Creating Wikipedia articles from research data

Hillfort images shared on Wikimedia Commons

The Atlas of Hillforts of Britain and Ireland is a collaboration between the Universities of Oxford, Edinburgh and Cork, funded by the Arts and Humanities Research Council. It provides a definitive list of hillfort sites in the British Isles- more than four thousand in total. As well as publishing a lot of fieldwork done by expert archaeologists, the site uses crowdsourcing, in that some of the sites were visited by volunteer investigators. The site invites users—expert or amateur—to submit their own photographs of the hillforts.

The Atlas launched in June 2017 and generated national media coverage. An issue for any newly-launched site is how to get incoming links from other sites; how to plumb the site into the existing paths by which people find information. This case study describes how, by sharing selected data from the Atlas, we were able to create thousands of incoming links from Wikipedia and related apps and sites, and to encourage the creation and use of hillfort articles in Wikipedia.

What to share?

For any database that wants to join up with the open web, there is a question of what and how much to share. The Atlas has a prose description of each hillfort as well as detailed, structured data from visits. This primary research is the “meat” of the site and the links we create should drive interest towards it.

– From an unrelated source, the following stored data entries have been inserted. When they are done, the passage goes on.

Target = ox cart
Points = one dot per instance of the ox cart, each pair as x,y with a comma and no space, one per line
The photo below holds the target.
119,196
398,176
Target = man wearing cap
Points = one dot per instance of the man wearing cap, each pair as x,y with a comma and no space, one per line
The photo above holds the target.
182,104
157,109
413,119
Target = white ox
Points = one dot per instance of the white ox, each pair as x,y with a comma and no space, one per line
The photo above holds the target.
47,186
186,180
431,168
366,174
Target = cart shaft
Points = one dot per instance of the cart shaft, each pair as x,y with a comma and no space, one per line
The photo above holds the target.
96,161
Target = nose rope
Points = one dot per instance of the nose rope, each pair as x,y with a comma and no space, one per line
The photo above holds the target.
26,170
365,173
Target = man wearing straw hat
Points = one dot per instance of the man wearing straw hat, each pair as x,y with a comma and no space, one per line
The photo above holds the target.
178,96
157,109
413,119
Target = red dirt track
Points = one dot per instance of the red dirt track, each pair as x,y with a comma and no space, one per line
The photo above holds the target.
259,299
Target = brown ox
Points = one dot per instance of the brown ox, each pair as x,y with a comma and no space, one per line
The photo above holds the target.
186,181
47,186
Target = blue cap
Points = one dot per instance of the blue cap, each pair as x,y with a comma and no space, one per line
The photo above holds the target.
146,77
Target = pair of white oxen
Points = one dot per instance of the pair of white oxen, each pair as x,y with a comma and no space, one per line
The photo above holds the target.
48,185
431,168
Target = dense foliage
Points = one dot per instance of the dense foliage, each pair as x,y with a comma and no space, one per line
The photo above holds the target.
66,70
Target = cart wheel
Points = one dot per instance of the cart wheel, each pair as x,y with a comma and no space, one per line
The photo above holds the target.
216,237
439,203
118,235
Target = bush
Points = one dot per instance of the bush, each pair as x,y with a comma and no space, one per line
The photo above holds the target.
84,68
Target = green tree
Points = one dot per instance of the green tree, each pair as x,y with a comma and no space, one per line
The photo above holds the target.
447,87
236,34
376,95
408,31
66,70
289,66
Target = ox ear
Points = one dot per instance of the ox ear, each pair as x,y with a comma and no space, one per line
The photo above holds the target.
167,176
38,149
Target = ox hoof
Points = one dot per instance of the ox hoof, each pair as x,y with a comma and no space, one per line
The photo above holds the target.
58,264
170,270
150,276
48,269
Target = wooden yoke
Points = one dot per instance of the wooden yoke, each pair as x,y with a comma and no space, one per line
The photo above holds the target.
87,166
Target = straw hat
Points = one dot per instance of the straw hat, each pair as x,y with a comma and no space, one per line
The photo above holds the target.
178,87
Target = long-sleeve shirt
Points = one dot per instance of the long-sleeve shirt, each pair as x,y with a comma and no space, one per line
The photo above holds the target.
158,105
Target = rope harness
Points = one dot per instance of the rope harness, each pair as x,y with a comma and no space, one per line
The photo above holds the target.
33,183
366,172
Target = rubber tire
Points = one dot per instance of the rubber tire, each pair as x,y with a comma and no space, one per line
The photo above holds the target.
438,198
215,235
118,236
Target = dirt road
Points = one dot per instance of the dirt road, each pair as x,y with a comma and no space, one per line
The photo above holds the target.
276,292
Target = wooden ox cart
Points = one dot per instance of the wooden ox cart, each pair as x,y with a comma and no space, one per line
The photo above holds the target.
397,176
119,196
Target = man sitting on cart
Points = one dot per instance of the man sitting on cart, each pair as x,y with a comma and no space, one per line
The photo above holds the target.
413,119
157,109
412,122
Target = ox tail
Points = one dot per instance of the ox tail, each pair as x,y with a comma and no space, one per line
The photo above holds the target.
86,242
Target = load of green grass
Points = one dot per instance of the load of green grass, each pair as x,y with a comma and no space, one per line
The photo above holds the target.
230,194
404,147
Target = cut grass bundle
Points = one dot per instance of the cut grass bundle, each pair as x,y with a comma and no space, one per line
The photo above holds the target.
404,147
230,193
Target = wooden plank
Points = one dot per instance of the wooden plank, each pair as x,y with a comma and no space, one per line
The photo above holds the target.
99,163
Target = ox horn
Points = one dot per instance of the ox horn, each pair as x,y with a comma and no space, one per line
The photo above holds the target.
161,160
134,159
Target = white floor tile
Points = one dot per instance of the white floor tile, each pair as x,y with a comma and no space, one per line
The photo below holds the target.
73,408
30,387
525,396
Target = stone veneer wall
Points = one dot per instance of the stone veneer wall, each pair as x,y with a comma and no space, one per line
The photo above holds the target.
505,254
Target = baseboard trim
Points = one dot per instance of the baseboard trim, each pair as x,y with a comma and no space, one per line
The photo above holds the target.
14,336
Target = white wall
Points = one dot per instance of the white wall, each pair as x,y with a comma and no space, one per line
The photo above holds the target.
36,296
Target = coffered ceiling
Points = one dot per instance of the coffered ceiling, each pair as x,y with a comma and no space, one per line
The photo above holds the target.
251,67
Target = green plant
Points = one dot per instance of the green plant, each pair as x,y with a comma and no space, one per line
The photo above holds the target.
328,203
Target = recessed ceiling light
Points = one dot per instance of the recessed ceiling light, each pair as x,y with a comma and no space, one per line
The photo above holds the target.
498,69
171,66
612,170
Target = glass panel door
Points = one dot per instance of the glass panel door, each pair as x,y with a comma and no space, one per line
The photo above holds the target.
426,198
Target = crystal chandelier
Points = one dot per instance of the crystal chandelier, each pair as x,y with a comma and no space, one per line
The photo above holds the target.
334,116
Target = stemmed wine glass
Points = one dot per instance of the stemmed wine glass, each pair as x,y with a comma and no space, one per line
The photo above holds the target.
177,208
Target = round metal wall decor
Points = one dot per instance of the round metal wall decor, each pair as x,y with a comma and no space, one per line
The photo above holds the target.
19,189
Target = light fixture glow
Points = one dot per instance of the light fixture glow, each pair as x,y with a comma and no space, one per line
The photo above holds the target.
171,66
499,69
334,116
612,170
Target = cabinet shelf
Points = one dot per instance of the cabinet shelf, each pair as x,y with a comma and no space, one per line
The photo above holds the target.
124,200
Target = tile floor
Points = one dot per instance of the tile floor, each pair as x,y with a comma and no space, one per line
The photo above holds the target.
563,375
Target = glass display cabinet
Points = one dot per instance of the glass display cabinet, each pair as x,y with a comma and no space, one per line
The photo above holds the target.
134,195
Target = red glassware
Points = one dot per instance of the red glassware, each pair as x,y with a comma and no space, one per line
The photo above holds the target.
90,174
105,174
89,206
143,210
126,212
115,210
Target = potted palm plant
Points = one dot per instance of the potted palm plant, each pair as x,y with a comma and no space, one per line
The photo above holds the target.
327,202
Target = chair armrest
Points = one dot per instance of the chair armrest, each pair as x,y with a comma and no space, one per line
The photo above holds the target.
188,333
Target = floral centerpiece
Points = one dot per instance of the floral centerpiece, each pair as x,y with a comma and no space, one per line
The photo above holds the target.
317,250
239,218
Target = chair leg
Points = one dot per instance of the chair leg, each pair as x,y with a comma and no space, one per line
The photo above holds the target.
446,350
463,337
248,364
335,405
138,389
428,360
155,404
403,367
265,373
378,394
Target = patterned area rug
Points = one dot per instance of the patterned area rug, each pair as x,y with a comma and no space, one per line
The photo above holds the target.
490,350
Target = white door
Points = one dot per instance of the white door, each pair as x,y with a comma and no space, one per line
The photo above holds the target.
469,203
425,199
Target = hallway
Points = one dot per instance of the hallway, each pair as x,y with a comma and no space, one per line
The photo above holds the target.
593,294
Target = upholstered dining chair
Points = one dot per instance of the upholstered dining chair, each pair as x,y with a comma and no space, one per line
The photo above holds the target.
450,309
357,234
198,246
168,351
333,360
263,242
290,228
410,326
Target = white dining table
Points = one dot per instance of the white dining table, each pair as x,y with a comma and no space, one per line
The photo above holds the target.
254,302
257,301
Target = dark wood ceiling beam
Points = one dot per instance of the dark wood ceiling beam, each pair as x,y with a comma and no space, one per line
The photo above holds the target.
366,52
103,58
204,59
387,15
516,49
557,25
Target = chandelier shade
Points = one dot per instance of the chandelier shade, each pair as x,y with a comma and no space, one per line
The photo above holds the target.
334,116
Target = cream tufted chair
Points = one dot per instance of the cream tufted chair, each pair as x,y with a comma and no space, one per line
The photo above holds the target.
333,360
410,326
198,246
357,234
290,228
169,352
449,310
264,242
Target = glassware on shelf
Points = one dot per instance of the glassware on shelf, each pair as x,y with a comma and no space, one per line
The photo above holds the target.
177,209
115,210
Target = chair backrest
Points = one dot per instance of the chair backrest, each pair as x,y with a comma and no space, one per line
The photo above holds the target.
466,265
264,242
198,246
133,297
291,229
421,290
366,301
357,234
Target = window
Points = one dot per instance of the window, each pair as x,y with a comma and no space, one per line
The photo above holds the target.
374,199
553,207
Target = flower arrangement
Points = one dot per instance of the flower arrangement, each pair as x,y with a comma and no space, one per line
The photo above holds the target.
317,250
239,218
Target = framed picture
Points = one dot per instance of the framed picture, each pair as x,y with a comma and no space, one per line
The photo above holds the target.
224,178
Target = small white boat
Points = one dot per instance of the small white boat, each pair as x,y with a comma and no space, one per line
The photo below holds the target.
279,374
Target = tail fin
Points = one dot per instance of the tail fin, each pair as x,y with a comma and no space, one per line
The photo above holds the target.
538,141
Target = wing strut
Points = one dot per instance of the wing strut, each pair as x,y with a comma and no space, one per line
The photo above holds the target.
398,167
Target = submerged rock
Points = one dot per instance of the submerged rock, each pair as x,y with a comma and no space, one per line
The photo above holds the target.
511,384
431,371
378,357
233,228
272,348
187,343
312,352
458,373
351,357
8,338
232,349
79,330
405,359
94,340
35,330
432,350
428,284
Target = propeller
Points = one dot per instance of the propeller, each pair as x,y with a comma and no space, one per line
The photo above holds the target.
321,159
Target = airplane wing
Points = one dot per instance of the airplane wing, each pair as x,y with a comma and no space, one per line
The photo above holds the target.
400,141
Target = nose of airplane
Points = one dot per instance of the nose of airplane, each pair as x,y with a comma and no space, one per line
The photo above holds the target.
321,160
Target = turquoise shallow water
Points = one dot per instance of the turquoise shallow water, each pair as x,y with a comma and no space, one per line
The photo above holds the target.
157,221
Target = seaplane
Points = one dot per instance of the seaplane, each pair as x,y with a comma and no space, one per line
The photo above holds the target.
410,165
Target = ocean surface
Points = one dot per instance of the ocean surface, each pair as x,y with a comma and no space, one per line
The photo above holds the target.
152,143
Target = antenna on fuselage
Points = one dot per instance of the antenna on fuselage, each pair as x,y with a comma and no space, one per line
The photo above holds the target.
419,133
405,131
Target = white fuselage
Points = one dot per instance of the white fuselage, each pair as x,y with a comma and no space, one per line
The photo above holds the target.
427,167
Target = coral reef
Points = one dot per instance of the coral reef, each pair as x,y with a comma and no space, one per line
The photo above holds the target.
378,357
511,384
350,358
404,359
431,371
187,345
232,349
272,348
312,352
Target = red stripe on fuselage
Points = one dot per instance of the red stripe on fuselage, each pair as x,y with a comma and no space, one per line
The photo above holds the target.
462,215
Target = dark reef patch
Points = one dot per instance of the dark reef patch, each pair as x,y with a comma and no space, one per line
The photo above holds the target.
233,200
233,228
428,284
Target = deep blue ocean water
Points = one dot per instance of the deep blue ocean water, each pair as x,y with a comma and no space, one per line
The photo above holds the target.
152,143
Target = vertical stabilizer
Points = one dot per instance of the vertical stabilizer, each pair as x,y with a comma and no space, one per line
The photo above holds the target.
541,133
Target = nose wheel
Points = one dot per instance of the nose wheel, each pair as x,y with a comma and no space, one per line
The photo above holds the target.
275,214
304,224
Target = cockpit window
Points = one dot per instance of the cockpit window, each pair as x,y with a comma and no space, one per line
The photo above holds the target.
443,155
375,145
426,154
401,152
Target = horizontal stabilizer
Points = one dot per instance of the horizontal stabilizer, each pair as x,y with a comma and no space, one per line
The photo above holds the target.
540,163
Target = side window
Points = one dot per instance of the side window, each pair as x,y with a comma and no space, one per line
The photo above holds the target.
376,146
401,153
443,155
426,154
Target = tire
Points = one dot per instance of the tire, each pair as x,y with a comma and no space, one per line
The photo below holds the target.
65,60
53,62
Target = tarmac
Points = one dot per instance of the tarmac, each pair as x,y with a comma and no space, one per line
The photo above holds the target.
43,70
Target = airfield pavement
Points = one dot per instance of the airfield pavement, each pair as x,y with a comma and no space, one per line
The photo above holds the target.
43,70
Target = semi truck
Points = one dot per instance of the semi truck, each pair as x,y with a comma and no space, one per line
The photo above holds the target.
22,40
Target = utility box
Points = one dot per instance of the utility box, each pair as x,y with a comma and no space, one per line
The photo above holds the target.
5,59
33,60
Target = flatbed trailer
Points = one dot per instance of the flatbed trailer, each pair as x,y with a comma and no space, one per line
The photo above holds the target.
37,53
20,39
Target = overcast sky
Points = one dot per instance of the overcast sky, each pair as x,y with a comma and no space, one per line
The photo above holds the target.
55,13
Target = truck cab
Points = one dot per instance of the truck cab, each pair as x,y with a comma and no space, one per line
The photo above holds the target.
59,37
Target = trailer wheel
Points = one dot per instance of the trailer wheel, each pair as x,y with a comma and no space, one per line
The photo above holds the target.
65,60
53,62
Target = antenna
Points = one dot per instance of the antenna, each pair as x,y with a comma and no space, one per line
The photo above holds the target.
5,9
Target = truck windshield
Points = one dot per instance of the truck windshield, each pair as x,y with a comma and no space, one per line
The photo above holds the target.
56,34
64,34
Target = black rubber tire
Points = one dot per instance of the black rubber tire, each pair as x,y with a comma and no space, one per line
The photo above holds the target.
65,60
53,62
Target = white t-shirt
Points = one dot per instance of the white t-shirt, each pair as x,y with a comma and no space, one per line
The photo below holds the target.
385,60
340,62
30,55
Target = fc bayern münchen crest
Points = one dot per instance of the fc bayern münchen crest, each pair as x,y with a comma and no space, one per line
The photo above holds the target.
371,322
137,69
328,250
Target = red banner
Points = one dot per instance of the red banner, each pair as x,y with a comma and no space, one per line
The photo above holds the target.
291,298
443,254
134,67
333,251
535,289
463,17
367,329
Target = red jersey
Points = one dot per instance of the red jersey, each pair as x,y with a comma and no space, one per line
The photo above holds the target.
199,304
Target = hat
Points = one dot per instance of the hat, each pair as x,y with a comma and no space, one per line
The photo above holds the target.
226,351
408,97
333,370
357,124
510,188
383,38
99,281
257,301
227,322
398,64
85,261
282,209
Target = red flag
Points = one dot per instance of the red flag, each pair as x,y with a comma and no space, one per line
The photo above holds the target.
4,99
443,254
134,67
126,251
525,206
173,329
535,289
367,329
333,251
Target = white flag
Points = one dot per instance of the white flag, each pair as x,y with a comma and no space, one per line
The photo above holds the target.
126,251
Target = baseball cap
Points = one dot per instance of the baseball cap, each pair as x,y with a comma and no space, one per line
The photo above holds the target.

After reviewing the data fields in the Atlas, and the feasibility of sharing them with Wikidata, we settled on enough fields to answer four basic questions.

  • What is it called? both in the sense of human language and identifiers in an authority file. A single hillfort site can be known by several different names. Damerham Knoll Camp in Hampshire is also known as Damerham Camp, Knoll Camp, Rockbourne Camp or Rockbourne Knoll Camp. Many hillforts have Scheduled Ancient Monument numbers provided by heritage registers, and Wikidata already had a lot of data from these registers.
  • Where is it? Most important for locating hillforts on a map was the latitude/longitude pair but we also imported a National Grid Reference. The Atlas includes the county and parish. Wikidata has a property for the administrative territory (usually a county) that a place is situated in, and already represents the counties, cities and similar administrative regions of the UK and Ireland. For instance it knows that Powys is a principal area in Wales which abuts other counties and principal areas.
  • What is it? Each individual item in Wikidata needs an instance of property to say whether it describes a person, event, structure and so on. The Atlas uses its own classification of eight types of hillfort. Before importing the data, we created Wikidata entries for each of those types, so new items could have the property instance ofcontour fort, for example.
  • Most crucial was to answer Where is the authoritative information about it? by providing the link to the relevant Atlas entry.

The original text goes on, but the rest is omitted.